Choosing best model from multiple models #318

Closed samching closed 7 years ago

samching commented 7 years ago

A silly question: but it seems to me that the auto_ml trains only the relevant GradientBoosting model by default. In order for it to train and choose from multiple models, do we just specify the models that we want to train and choose from in the model_names param?

Thanks

From the API:

model_names (list of strings) – [default- relevant ‘GradientBoosting’] Which model(s) to try. Includes many scikit-learn models, deep learning with Keras/TensorFlow, and Microsoft’s LightGBM. Currently available options from scikit-learn are [‘ARDRegression’, ‘AdaBoostClassifier’, ‘AdaBoostRegressor’, ‘BayesianRidge’, ‘ElasticNet’, ‘ExtraTreesClassifier’, ‘ExtraTreesRegressor’, ‘GradientBoostingClassifier’, ‘GradientBoostingRegressor’, ‘Lasso’, ‘LassoLars’, ‘LinearRegression’, ‘LogisticRegression’, ‘MiniBatchKMeans’, ‘OrthogonalMatchingPursuit’, ‘PassiveAggressiveClassifier’, ‘PassiveAggressiveRegressor’, ‘Perceptron’, ‘RANSACRegressor’, ‘RandomForestClassifier’, ‘RandomForestRegressor’, ‘Ridge’, ‘RidgeClassifier’, ‘SGDClassifier’, ‘SGDRegressor’]. If you have installed XGBoost, LightGBM, or Keras, you can also include [‘DeepLearningClassifier’, ‘DeepLearningRegressor’, ‘LGBMClassifier’, ‘LGBMRegressor’, ‘XGBClassifier’, ‘XGBRegressor’]. By default we choose scikit-learn’s ‘GradientBoostingRegressor’ or ‘GradientBoostingClassifier’, or if XGBoost is installed, ‘XGBRegressor’ or ‘XGBClassifier’.

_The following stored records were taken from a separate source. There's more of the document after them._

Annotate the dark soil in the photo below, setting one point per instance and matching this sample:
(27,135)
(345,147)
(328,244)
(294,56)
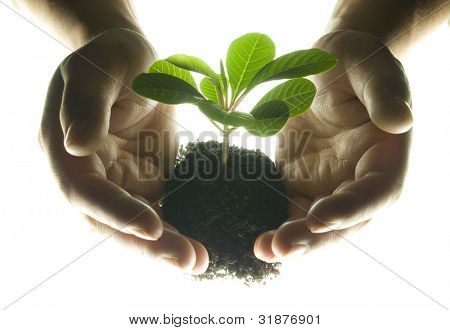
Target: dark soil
(227,209)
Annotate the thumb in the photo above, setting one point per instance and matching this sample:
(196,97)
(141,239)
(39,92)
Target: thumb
(381,85)
(89,93)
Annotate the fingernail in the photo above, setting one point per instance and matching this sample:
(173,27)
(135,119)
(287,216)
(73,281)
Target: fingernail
(172,261)
(75,130)
(141,233)
(298,249)
(322,228)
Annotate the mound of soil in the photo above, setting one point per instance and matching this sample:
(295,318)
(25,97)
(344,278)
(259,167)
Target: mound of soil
(226,208)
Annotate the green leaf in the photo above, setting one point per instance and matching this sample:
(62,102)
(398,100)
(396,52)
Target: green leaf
(297,64)
(270,117)
(165,88)
(209,90)
(216,113)
(246,56)
(163,66)
(239,119)
(297,94)
(224,80)
(192,63)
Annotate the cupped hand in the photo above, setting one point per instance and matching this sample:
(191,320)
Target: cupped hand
(346,157)
(109,148)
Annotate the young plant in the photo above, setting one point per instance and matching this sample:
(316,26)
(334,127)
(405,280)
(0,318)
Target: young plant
(249,62)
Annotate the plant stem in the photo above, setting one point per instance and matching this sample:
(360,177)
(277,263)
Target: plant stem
(225,146)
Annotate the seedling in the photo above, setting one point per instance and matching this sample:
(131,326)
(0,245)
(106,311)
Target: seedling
(249,63)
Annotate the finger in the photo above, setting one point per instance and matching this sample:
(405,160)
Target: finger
(91,86)
(111,205)
(379,177)
(294,238)
(262,247)
(202,257)
(381,85)
(172,248)
(155,206)
(354,203)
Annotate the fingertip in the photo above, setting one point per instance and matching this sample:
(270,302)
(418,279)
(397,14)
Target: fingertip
(396,118)
(290,239)
(81,141)
(263,247)
(202,258)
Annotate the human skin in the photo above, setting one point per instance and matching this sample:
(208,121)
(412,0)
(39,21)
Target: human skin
(355,161)
(347,185)
(90,126)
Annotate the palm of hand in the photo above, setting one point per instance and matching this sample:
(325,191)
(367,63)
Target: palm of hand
(338,166)
(110,166)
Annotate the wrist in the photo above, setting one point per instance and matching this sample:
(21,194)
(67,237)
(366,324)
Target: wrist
(94,24)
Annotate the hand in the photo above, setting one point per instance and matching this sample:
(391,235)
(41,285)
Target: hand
(93,130)
(346,157)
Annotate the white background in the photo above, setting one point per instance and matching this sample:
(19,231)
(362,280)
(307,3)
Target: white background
(40,233)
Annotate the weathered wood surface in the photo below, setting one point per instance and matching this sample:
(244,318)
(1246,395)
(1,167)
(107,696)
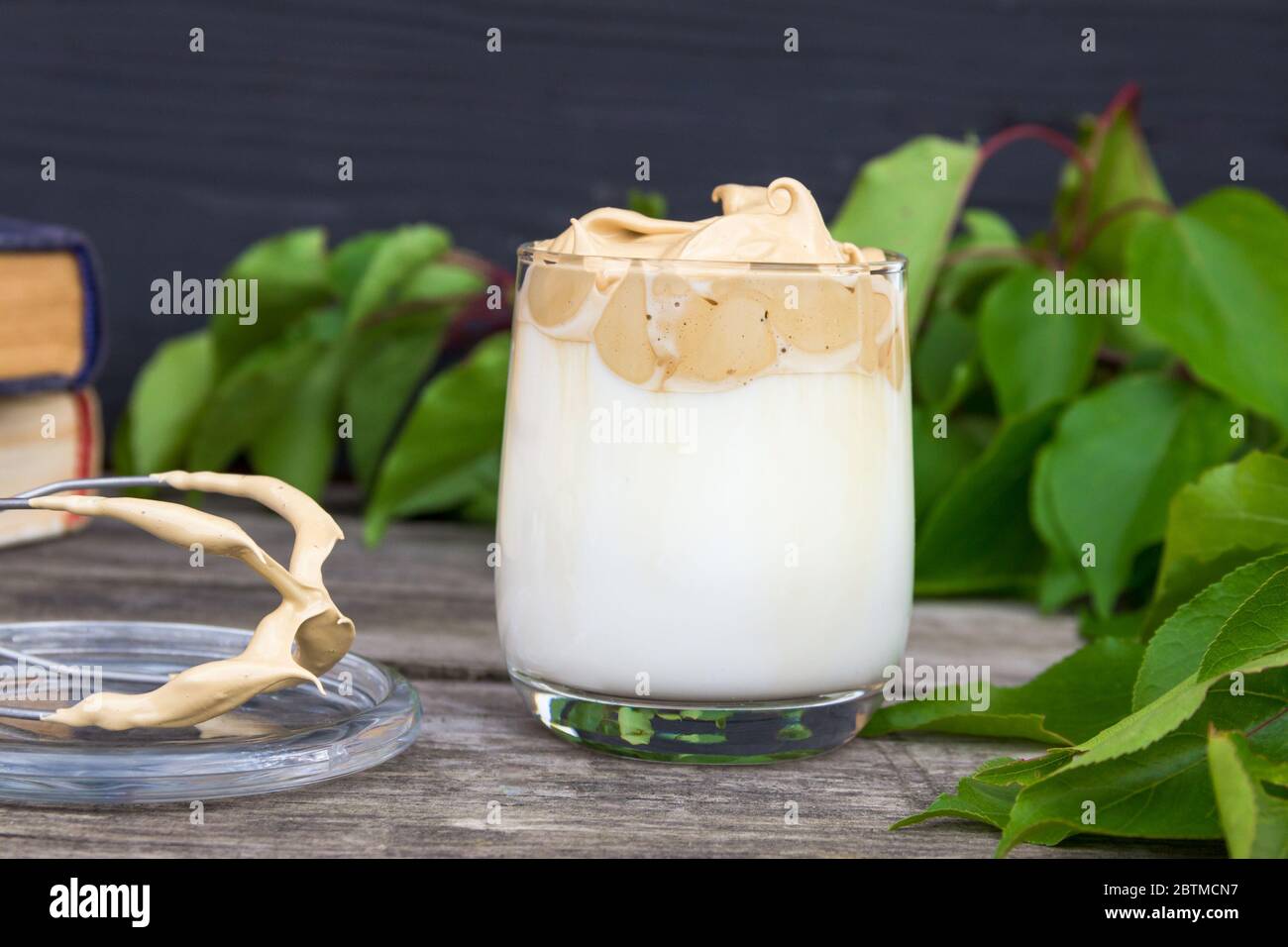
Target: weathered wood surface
(423,602)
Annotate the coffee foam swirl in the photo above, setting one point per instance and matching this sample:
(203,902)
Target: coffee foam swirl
(678,305)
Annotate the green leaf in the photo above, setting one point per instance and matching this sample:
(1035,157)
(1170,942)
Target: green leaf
(254,393)
(1122,171)
(1176,650)
(377,269)
(165,405)
(1119,455)
(897,204)
(1232,515)
(1159,792)
(441,282)
(1119,625)
(979,801)
(1162,791)
(452,434)
(1054,707)
(1253,638)
(1215,289)
(389,361)
(977,536)
(1033,359)
(291,278)
(938,462)
(647,202)
(986,249)
(1254,822)
(299,444)
(944,368)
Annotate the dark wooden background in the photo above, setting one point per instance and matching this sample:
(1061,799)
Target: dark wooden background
(172,159)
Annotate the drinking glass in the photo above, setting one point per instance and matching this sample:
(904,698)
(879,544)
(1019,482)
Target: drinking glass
(706,515)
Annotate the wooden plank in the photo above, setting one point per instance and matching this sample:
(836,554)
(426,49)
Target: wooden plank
(423,602)
(481,749)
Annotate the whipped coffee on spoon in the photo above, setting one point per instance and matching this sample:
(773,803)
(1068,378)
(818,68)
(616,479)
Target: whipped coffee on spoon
(307,617)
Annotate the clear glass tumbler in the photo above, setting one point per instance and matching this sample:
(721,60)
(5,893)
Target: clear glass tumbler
(706,517)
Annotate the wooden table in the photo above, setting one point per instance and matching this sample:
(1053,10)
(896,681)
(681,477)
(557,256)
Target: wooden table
(423,602)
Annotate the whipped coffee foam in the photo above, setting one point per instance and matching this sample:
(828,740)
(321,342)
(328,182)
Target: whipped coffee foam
(675,305)
(767,551)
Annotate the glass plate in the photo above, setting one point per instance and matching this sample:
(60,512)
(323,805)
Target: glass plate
(283,740)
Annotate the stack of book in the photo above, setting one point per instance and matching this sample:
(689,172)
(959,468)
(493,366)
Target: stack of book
(51,339)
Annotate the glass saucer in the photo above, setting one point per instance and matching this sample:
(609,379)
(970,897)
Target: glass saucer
(277,741)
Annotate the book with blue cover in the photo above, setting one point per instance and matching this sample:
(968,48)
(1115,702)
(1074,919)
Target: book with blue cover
(51,308)
(51,343)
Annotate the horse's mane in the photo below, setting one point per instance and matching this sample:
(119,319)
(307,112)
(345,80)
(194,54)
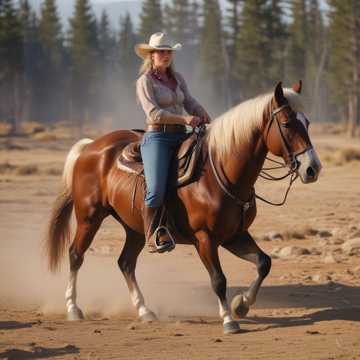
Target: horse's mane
(238,124)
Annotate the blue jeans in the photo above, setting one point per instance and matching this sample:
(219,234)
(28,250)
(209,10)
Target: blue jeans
(157,150)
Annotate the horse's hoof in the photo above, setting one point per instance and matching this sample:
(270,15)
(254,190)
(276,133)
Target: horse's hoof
(231,327)
(75,314)
(239,306)
(148,317)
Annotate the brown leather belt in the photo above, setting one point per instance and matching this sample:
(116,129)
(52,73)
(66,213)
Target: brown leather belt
(166,127)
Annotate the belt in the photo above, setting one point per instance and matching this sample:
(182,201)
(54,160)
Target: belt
(166,127)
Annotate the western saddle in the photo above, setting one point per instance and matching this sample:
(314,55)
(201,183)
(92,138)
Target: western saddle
(185,165)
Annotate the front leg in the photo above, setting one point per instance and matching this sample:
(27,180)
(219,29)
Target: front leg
(208,252)
(244,246)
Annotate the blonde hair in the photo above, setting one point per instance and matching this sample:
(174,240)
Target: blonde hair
(239,123)
(147,65)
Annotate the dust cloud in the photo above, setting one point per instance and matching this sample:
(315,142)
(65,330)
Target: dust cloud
(169,287)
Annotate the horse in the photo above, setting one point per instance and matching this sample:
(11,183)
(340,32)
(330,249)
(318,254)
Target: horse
(216,209)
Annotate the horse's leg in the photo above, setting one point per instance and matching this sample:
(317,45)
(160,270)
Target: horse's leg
(245,247)
(85,233)
(208,252)
(134,243)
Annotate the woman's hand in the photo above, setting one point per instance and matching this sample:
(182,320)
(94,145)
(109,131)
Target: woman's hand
(205,117)
(192,121)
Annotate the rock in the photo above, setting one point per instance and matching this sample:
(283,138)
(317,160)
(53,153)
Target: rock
(315,251)
(292,251)
(273,236)
(329,259)
(316,278)
(336,241)
(324,233)
(351,247)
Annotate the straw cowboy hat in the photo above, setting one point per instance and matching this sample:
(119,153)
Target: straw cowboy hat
(158,41)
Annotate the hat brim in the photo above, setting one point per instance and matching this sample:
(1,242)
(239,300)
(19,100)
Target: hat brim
(143,50)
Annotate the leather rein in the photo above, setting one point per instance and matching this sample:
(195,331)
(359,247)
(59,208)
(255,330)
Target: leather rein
(291,163)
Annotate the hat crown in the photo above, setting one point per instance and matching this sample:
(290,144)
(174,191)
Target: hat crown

ClimbsRocks commented 7 years ago

yep, that's exactly what model_names is for! let me know if any of that is unclear.

so, if you want to compare a bunch of models, you can do something like this

ml_predictor.train(data, model_names=['LGBMRegressor', 'XGBRegressor', 'DeepLearningRegressor', 'LinearRegression', 'RandomForestRegressor'])

we'll then run cross-validation to choose the best model.

in general, auto_ml does a lot of this: minimizes the amount of setting-tweaking you have to do by default, but gives you most of the ability to customize yourself if you want to pass in a few more params. for instance, trainin_params={'learning_rate': 0.2, 'n_estimators': 500} will set those as parameters for the model being trained.

let me know if you have any other questions as you use this more! i'm going to close this issue, but please keep opening new ones with more questions!